Admita que é feio e que, por cima disso, não serve para nada!
  • Chore!

Se já nada funcionar, autorizamo-lo a utilizar esta técnica como último recurso. De facto, chorar sobre cada planta em dificuldade permitirá uma rega particularmente seletiva. Atenção, porém, para não se desidratar ao seguir este método.

  • Vá de férias com as suas plantas para um lugar mais acolhedor.

Exige um pouco de logística, é verdade, mas as suas plantas merecem bem uma atenção especial, não é verdade...

Em conclusão e para voltar a ser um pouco sério. A maior parte do trabalho deve ser feita com antecedência: cobertura morta, plantação de uma sebe filtrante, plantação dos vegetais em período de repouso, plantação de plantas muito resistentes sempre que possível… Se não foi esse o caso... Diga a si próprio que não se deixará apanhar desprevenido na próxima época.
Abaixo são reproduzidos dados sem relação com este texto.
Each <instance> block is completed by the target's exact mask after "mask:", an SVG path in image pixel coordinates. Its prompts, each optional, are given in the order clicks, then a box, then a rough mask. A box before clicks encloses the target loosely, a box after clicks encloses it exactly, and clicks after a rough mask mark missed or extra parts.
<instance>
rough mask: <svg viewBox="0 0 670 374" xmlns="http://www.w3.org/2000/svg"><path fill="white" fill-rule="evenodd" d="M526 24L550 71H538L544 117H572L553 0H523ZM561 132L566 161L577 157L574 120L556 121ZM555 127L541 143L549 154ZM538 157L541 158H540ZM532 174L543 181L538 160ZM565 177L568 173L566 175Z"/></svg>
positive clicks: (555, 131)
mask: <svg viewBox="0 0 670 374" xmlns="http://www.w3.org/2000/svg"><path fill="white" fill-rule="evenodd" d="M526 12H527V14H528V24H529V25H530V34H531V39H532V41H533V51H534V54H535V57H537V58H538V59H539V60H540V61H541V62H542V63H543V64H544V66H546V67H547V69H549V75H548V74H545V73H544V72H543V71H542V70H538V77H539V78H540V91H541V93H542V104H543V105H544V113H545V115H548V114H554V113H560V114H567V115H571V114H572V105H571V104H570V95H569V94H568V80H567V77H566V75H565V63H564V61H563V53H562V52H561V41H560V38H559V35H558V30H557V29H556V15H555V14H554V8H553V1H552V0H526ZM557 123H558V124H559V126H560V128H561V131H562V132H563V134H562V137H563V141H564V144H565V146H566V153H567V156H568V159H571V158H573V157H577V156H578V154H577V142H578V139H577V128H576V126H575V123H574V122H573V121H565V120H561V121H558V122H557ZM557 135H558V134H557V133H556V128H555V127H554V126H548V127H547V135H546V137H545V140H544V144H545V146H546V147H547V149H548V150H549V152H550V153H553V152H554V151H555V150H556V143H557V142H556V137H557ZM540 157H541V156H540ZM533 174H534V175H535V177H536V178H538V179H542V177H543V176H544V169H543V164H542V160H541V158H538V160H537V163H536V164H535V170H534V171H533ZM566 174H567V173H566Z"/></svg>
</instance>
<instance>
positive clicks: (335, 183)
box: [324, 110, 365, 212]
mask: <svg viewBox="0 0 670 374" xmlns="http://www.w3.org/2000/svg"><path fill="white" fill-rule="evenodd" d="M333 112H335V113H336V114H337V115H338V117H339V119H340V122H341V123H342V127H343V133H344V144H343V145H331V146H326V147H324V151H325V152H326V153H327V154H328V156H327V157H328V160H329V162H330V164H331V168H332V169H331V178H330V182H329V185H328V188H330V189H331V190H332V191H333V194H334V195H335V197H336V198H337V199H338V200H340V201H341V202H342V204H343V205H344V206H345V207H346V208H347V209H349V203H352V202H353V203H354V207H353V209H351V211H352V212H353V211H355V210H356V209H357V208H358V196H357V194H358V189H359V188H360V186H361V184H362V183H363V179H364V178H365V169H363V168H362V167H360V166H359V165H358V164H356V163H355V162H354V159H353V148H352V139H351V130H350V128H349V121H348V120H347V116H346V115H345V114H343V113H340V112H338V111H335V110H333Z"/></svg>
E claro, sem pânico! O jardim deve continuar a ser um lazer e a morte de uma ou duas plantas não deveria fazer chorar mais do que a derrota do seu jogador de frescobol favorito no Grande Torneio da Salsicha Fumada. Na melhor das hipóteses, será a ocasião para preencher os « vazios » assim criados com novas aquisições. Um magnífico Cornus kousa 'Samaritan', por exemplo. De qualquer forma, uma seca nunca é verdadeiramente dramática por cá. A chuva acaba sempre por voltar. Basta ter um pouco de paciência.

Uma última palavra…

Não se esqueça! Pense nos pequenos animais do jardim: pássaros, pequenos mamíferos, insetos, anfíbios… Também eles têm sede. Algumas tigelas simples com água fresca de manhã, colocadas um pouco por todo o jardim, num local tranquilo e à sombra (e se possível ao abrigo dos gatos…), permitirão a toda a sua fauna passar sem problemas por este período difícil. Para os insetos e outras pequenas criaturas com demasiadas patas, pense em molhar pedras ou coloque simplesmente esponjas húmidas.

Mais uma última palavra:

Falamos de seca estival, mas também pode sofrer secas invernais, nomeadamente durante períodos de gelo intenso, pois a água deixa de ser facilmente assimilável pelas plantas uma vez que se torna sólida. Felizmente, é o período de repouso para um grande número delas e algumas têm até adaptações fascinantes para limitar a evapotranspiração e assim conservar um pouco de água mesmo no inverno, nomeadamente as coníferas graças às suas agulhas, que apresentam superfícies mais reduzidas do que uma simples folha.